ロングラン公演だからこそ、四者四様の主人公を見比べて! 大いに笑って大いに泣ける! 誰でも楽しめるエンターテイメント時代劇

 2012年に朝比奈文邃が旗揚げしたエンターテイメント時代劇の一座「ざ☆くりもん」。時代劇をベースとしつつ、幅広い年齢層に分かりやすく、大いに笑って大いに泣けるハートフルコメディを届けているカンパニーだ。
 「ざ☆くりもん」による今作品は『六道追分』(ろくどうおいわけ)。鬼アザミ清吉は子分の粂次郎、伊助、三吉とともに世を騒がせる盗賊だったが、狙うは汚い守銭奴ばかり。さらに奪った宝を庶民に配る痛快な犯行に、一味はいつしか江戸庶民に人気の「義賊」になって――という物語。
 この『六道追分』は、第一期(2025年4月5日〜27日)、第二期(同年4月30日〜5月11日)、第三期(同年5月13日~25日)、第四期(同年5月27日~6月8日)以降、第八期(8月3日 大千穐楽)までロングラン公演が予定されている。今回は第一期~第四期それぞれの期間で、主人公の清吉を演じる山田拓未、瀬戸啓太、きたつとむ、河合健太郎に出演にあたっての思いや、本作の見どころを聞いた。


―――なかなか取材の現場で同じ役を演じる4名が揃うこと自体が珍しいのですが(笑)、今回の出演にあたっての意気込みから教えていただけますか?

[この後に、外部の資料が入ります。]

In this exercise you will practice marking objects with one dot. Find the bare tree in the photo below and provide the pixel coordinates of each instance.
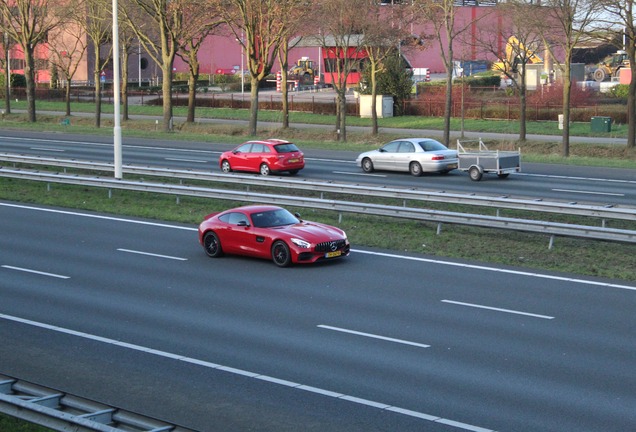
(126, 40)
(382, 39)
(67, 53)
(28, 23)
(522, 42)
(562, 23)
(262, 23)
(95, 18)
(199, 22)
(296, 23)
(621, 14)
(6, 46)
(441, 15)
(158, 25)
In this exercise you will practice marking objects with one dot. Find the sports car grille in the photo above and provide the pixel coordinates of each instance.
(330, 246)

山田拓未(以下、山田)「僕は第四期まで出るので、果たして、終演する半年後には生きているのかどうか……(笑)。舞台以外のお仕事で、2〜3ヶ月のロングランという経験はあるんですけど、舞台では初めて。いろいろ大丈夫かなと心配ですが、もう走り切ります!」

河合健太郎(以下、河合)「僕はくりもんさんの『冥途遊山』の稽古中に今回の出演オファーをいただきました。すごく稽古が楽しいな、いい現場だなと思っているときにオファーをいただいたので、二つ返事で出演したいですと言いました。またくりもんさんとご一緒できるのはすごく嬉しいです」

瀬戸啓太(以下、瀬戸)「今回、声をかけていただいたとき、「ざ☆くりもん」の作品が続いていることは知っていたんですけど、観たことがなかったので、正直どんな感じなのかなと思っていたんです。でも今回、前に共演経験のある(山田)拓未さんが僕のことを推薦してくれたみたいで……! 拓未さんともまたご一緒したいという気持ちもあったので、楽しみにしています」

きたつとむ(以下、きた)「僕も今回のお話をいただいたのは、くりもんさんの『冥途遊山』に出演しているときでした。そのときに座長の拓未さんの姿を見ていたから、拓未さんと肩を並べて主演をやるというプレッシャーを一番に感じましたね。もちろん、健ちゃん(※河合さんの愛称)や瀬戸さんも同じ役を演じられるということで、自分なりに届けられるものを全力で届けたいと思いました」

―――みなさんが演じる清吉という役についての印象を教えてください。

山田「セリフにもあるんですけど、生きているのか死んでいるのかがよく分からない役なんですよ。その違和感のようなものを表現するのは結構難しいだろうなと思っています。加えて、貫禄やカリスマ性がある人物なので、それをどう表現しようかなとも考えています。とにかく演じがいがありそうですね」

河合「盗賊の話なので、逃げる道中が結構描かれているんですね。楽しいシーンが多い中で、人に追われていつ捕まるか分からないハラハラ感をどうやって出せばいいのかなと悩んでいまして……それで、僕はちょうど今、脱獄犯のドラマ『プリズン・ブレイク』を見ているので、何か参考になるかなと(笑)。とにかく頑張って逃げたいと思います!」

瀬戸「清吉はカリスマ性があるけれど、少し子どもっぽいというか、頑固だったり、固執したりする部分があると思っています。自分も年齢を重ねてきて、ついつい大人っぽくやってしまいがちなんですが、その辺のバランスは考えていきたいですね」

きた「役の印象は……ちょけられない(ふざけられない)(笑)。まだ稽古をしていないし、僕は第三期目に演じるので、今の印象と全然違うかもしれないですけど、清吉は清吉なりに自分の姿を探している気がするんですよね。盗賊団の前で見せる姿もあれば、ヒロインに対して見せる姿も、自分の本心もある。その辺の見せ方の違いが出せたらいいなと思っています。今まで自分は分かりやすくまっすぐな役が多かったので、今回はちょっとミステリアスな部分も醸し出せるように演じていきたいです」

―――四者四様な清吉になりそうですね! やはり他のキャストの方の演技は影響するのでしょうか?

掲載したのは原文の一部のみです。